Ahora bien. Yo, como todos, tengo mis suicidas favoritos. Y aunque lamento no cubrir en este repaso de unos cuantos casos la cuota de género, mis dos preferidos son hombres.
Uno es el gran suicida filosófico Gilles Deleuze, prolífico pensador que hizo revivir la filosofía francesa tras los resbalones hacia lo literario que significaron Camus y Sartre. Fue anarquista con un saludable olor a Marx, y omnisapiente filosófico a la manera de Sir Bertrand Russell, aunque muy distante en su pensamiento tanto filosófico como social. A diferencia del genio británico que vivió pensando y fumando casi cien años, a Deleuze le dio la pálida. El hombre que había escrito Capitalismo y esquizofrenia, aquél por el que Foucault llegó a esperar o prever el “siglo deleuziano”, se lanzó al vacío desde un edificio en su natal París tras sufrir una grave insuficiencia respiratoria.
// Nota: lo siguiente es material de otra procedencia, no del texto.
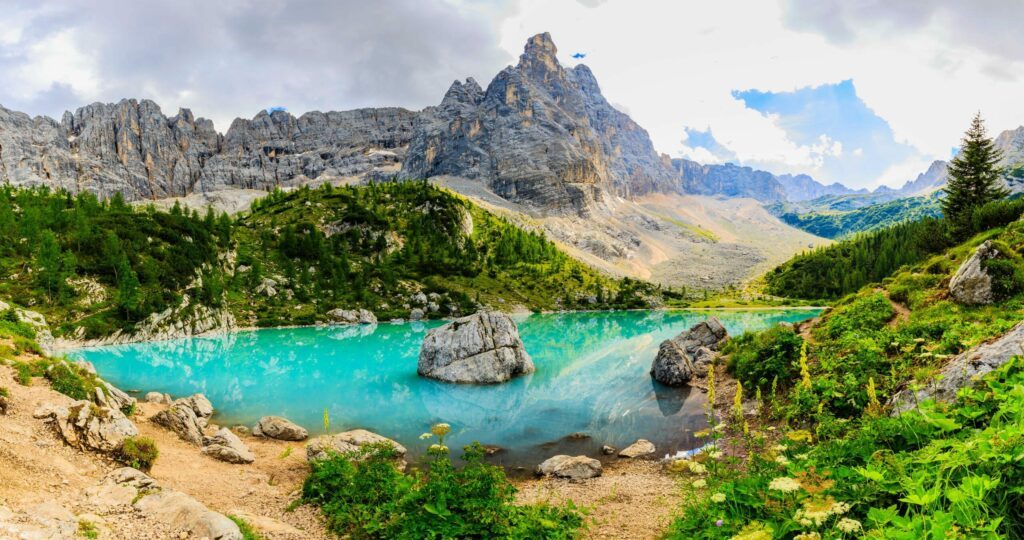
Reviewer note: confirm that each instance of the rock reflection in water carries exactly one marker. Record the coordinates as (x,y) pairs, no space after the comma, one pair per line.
(592,377)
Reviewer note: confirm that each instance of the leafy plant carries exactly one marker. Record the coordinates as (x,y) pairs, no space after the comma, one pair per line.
(138,452)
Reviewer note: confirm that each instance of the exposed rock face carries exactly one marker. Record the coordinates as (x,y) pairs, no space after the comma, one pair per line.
(971,284)
(280,428)
(351,317)
(688,354)
(185,320)
(569,467)
(965,370)
(728,180)
(479,348)
(181,419)
(225,446)
(131,148)
(323,446)
(86,425)
(540,134)
(126,486)
(641,448)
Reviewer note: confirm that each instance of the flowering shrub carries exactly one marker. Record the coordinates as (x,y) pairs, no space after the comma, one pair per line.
(364,495)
Puesto que no puedo seguir escribiendo sobre suicidios sin sentir cierta envidia y un poco de antojo, me apresuro a referir mi favorito, que es el de Emilio Salgari. Este autor que marcó la infancia de quienes no tenemos el amaneramiento espiritual propio de la bonhomía de Verne, siempre estuvo medio loco y era un mentiroso que se hacía llamar Capitán cuando con trabajos había llegado a polizón en el Real Instituto Técnico Naval “Paolo Sarpi” de Venecia, muy cerca de Verona, donde habían nacido él y muchas de las obras de Shakespeare. Fue un escritor exitoso que nunca logró cobrar lo suficiente para no vivir de prestado. Eso lo fue neurotizando y lo llevó a pelear con todos sus editores. Su psique, de mal en peor, sufrió la puntilla con el internamiento de su esposa en un psiquiátrico de Turín. Así las cosas, el hombre que nos llevó a desear encontrarnos con piratas entre arrecifes o al pie de acantilados ferozmente devorados por el inconmensurable poder del océano, se hizo el seppuku o harakiri por honor, como es debido, dejando estas líneas a sus editores:
A vosotros, que os habéis enriquecido con mi piel, manteniéndome a mí y a mi familia en una continua semimiseria o aún peor, sólo os pido que, en compensación por las ganancias que os he proporcionado, os ocupéis de los gastos de mis funerales. Os saludo rompiendo la pluma.
–Emilio Salgari.
Este del suicidio, ¡qué duda cabe!, es un tema verdaderamente divertido, ¿o no se lo parece a usted, amable lector? ¿O es usted otro escritor más? ¿Un editor, acaso?